/source2binary_dataset_construction

This is the repository for the paper "One to One or One to many? What function inline brings to binary similarity analysis"

Primary LanguagePython

Source2binary Dataset Construction

This is the repository for the paper "One to One or One to many? What function inline brings to binary similarity analysis".

Constuction

Folder "construction" shows some scripts to extract the binaries. "construction\Dockerfile_source2binary" is a Dockerfile for compiling coreutils v8.29 using clang-10 and O0-O3 options. Run "docker build -t image_owner/image_name -f Dockerfile_source2binary ." to build an image containing the source and binary of coreutils.

Labeling

Folder "ground_truth_building" contains the code to automatically label the above dataset. In detail, the code structure is listed as follows:

dir file function
IDA_pro_scripts extract_binary_range.py scripts to extract binary function boundary for IDA 7.0 and lower
extract_binary_range_75.py scripts to extract binary function boundary for IDA 7.5
extract_debug_information extract_debug_dump.py extract the line mapping from .debug_line section in binary using readelf
extract_source_information use_understand_to_extract_entity.py use understand to extract the source line-to-function mapping.
mapping binary2source_mapping.py extend the line-mapping with binary address-to-function mapping and source line-to-function mapping to function level mapping.
- binary2source_mapping_using_understand.py main function to conduct labeling for all binaries and source projects.
summary_for_inline_staticstics.py summary the metrics for all binaries.

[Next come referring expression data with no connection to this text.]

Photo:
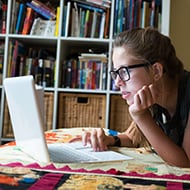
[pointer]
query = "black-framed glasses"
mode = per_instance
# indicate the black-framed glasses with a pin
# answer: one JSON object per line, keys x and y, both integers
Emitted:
{"x": 123, "y": 71}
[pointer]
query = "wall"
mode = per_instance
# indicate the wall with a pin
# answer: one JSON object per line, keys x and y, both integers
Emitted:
{"x": 180, "y": 29}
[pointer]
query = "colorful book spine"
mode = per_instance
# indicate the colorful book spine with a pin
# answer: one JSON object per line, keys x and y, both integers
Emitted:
{"x": 40, "y": 11}
{"x": 42, "y": 6}
{"x": 20, "y": 18}
{"x": 4, "y": 17}
{"x": 28, "y": 21}
{"x": 57, "y": 21}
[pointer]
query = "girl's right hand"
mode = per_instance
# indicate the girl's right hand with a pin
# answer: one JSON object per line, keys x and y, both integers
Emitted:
{"x": 97, "y": 138}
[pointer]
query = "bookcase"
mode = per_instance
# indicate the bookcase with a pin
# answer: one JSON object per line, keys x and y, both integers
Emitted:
{"x": 69, "y": 104}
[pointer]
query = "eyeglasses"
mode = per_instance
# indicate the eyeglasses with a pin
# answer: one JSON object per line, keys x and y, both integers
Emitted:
{"x": 123, "y": 72}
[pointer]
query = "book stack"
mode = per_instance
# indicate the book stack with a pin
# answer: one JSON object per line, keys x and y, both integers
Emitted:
{"x": 87, "y": 18}
{"x": 136, "y": 13}
{"x": 89, "y": 71}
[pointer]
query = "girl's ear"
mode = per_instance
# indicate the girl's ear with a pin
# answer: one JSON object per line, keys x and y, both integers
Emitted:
{"x": 157, "y": 70}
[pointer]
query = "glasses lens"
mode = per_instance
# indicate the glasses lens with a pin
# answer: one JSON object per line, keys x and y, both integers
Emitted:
{"x": 113, "y": 75}
{"x": 123, "y": 73}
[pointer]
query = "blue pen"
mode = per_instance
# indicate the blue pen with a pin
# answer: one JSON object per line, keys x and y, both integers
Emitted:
{"x": 112, "y": 132}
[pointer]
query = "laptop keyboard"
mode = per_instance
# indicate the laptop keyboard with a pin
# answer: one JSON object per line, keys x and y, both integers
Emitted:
{"x": 63, "y": 154}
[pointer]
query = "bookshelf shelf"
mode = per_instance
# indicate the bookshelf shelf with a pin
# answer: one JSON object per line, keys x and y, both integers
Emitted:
{"x": 64, "y": 47}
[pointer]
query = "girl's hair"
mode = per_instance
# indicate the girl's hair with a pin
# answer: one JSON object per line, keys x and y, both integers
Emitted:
{"x": 150, "y": 45}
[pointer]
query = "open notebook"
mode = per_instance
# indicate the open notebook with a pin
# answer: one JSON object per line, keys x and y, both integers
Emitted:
{"x": 26, "y": 112}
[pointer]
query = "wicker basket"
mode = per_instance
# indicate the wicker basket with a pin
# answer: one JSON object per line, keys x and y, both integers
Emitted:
{"x": 119, "y": 116}
{"x": 81, "y": 110}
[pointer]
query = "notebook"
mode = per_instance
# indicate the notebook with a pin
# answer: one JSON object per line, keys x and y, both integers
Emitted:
{"x": 25, "y": 104}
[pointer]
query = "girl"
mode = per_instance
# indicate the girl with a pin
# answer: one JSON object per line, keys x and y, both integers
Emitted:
{"x": 156, "y": 87}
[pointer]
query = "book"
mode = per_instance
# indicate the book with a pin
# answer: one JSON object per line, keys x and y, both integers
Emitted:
{"x": 42, "y": 9}
{"x": 47, "y": 9}
{"x": 14, "y": 14}
{"x": 28, "y": 21}
{"x": 66, "y": 32}
{"x": 43, "y": 27}
{"x": 57, "y": 21}
{"x": 20, "y": 18}
{"x": 4, "y": 18}
{"x": 75, "y": 28}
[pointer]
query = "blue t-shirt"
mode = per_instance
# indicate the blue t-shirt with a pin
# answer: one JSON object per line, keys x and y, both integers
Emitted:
{"x": 174, "y": 127}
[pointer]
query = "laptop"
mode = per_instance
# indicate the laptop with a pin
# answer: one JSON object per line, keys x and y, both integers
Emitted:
{"x": 25, "y": 104}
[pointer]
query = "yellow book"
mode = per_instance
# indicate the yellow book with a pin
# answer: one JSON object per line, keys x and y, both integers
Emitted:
{"x": 57, "y": 21}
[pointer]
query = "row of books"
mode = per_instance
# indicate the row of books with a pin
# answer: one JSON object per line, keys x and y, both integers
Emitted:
{"x": 89, "y": 71}
{"x": 79, "y": 19}
{"x": 2, "y": 48}
{"x": 33, "y": 17}
{"x": 37, "y": 62}
{"x": 136, "y": 13}
{"x": 86, "y": 19}
{"x": 3, "y": 17}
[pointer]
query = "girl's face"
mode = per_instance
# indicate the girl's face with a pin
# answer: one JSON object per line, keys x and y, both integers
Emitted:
{"x": 139, "y": 76}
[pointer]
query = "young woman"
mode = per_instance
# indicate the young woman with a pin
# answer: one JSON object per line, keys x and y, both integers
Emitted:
{"x": 156, "y": 87}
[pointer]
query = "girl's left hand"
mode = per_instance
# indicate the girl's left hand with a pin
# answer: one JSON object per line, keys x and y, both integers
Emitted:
{"x": 143, "y": 100}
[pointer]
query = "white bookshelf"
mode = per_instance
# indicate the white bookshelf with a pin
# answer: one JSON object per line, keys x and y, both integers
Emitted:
{"x": 63, "y": 44}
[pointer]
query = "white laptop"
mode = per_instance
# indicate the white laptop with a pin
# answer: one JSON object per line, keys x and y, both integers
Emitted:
{"x": 26, "y": 112}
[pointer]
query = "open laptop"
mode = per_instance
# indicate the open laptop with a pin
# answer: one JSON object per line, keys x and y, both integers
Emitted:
{"x": 26, "y": 111}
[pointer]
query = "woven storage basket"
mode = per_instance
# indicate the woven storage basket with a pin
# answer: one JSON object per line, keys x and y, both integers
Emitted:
{"x": 81, "y": 110}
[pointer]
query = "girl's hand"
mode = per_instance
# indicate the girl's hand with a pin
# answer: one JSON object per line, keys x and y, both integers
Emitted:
{"x": 143, "y": 100}
{"x": 97, "y": 138}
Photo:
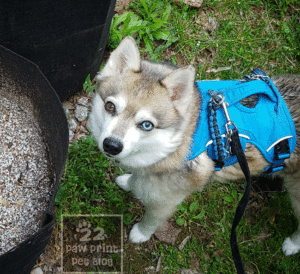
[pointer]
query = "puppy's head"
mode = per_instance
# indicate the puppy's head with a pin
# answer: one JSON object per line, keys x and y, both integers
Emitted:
{"x": 139, "y": 110}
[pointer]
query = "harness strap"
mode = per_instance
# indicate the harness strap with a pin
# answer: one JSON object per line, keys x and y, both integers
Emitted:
{"x": 238, "y": 92}
{"x": 236, "y": 149}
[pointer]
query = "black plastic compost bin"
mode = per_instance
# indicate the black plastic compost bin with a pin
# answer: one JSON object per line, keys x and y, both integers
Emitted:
{"x": 24, "y": 78}
{"x": 65, "y": 38}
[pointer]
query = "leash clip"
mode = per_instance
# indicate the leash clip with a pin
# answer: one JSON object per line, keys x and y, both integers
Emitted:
{"x": 219, "y": 100}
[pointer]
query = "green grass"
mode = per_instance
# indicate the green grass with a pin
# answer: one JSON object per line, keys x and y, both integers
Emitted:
{"x": 248, "y": 34}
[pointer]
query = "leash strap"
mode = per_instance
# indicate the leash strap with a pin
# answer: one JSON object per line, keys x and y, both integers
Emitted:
{"x": 236, "y": 149}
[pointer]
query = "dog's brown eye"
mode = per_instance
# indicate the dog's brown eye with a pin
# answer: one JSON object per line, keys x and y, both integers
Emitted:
{"x": 109, "y": 106}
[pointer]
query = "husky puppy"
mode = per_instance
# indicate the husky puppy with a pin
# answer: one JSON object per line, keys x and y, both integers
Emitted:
{"x": 143, "y": 117}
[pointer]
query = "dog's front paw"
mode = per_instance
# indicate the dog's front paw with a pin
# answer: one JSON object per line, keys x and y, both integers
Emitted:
{"x": 136, "y": 236}
{"x": 289, "y": 248}
{"x": 122, "y": 181}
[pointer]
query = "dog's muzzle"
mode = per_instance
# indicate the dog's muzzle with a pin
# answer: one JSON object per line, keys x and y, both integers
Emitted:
{"x": 112, "y": 146}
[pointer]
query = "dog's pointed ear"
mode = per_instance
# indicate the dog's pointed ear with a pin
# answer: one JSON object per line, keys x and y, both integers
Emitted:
{"x": 125, "y": 56}
{"x": 180, "y": 85}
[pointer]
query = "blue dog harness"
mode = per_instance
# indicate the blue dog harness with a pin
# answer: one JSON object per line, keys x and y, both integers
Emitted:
{"x": 268, "y": 126}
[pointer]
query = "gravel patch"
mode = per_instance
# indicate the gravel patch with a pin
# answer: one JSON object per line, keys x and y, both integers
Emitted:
{"x": 25, "y": 179}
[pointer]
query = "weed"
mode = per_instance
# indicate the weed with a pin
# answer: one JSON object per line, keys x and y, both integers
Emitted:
{"x": 240, "y": 35}
{"x": 149, "y": 23}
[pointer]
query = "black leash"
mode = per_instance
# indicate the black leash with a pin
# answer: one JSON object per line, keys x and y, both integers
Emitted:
{"x": 236, "y": 149}
{"x": 222, "y": 153}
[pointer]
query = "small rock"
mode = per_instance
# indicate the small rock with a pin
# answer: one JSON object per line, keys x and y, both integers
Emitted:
{"x": 192, "y": 3}
{"x": 72, "y": 124}
{"x": 37, "y": 271}
{"x": 183, "y": 243}
{"x": 211, "y": 24}
{"x": 83, "y": 101}
{"x": 189, "y": 271}
{"x": 71, "y": 135}
{"x": 81, "y": 113}
{"x": 167, "y": 233}
{"x": 150, "y": 270}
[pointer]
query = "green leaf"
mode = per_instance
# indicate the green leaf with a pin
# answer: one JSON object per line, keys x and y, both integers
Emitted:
{"x": 148, "y": 44}
{"x": 200, "y": 215}
{"x": 145, "y": 6}
{"x": 194, "y": 206}
{"x": 162, "y": 35}
{"x": 183, "y": 207}
{"x": 227, "y": 198}
{"x": 180, "y": 221}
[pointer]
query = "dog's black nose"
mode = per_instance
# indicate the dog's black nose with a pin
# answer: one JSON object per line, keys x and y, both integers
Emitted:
{"x": 112, "y": 146}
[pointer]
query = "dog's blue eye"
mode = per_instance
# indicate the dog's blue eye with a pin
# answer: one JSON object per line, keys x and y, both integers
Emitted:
{"x": 147, "y": 126}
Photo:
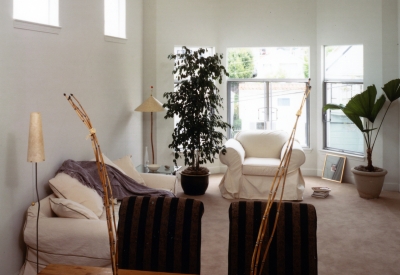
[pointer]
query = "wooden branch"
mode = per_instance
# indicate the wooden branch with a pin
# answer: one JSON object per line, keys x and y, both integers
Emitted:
{"x": 105, "y": 181}
{"x": 279, "y": 180}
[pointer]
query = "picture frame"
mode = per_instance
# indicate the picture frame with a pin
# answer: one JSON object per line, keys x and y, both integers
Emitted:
{"x": 333, "y": 167}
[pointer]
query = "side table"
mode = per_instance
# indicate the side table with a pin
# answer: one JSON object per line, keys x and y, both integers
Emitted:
{"x": 171, "y": 170}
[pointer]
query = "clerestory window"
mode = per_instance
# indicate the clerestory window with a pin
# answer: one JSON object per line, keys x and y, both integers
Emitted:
{"x": 115, "y": 18}
{"x": 37, "y": 11}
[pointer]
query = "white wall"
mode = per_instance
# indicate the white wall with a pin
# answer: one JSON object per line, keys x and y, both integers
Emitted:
{"x": 36, "y": 68}
{"x": 256, "y": 23}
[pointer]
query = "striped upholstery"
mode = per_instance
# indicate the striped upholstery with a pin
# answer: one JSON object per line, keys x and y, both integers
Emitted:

When using the above scripts for dataset labeling, some paths need to be set. ``binary2source_mapping_using_understand.py'' contains several paths including the path of ida, the path of understand python, the path of understand tool, the path of dataset, and paths of scripts. And the running of the scripts requires the install of IDA Pro, understand, readelf and python3. The current version is implemented in Linux, but using it in windows is also feasible.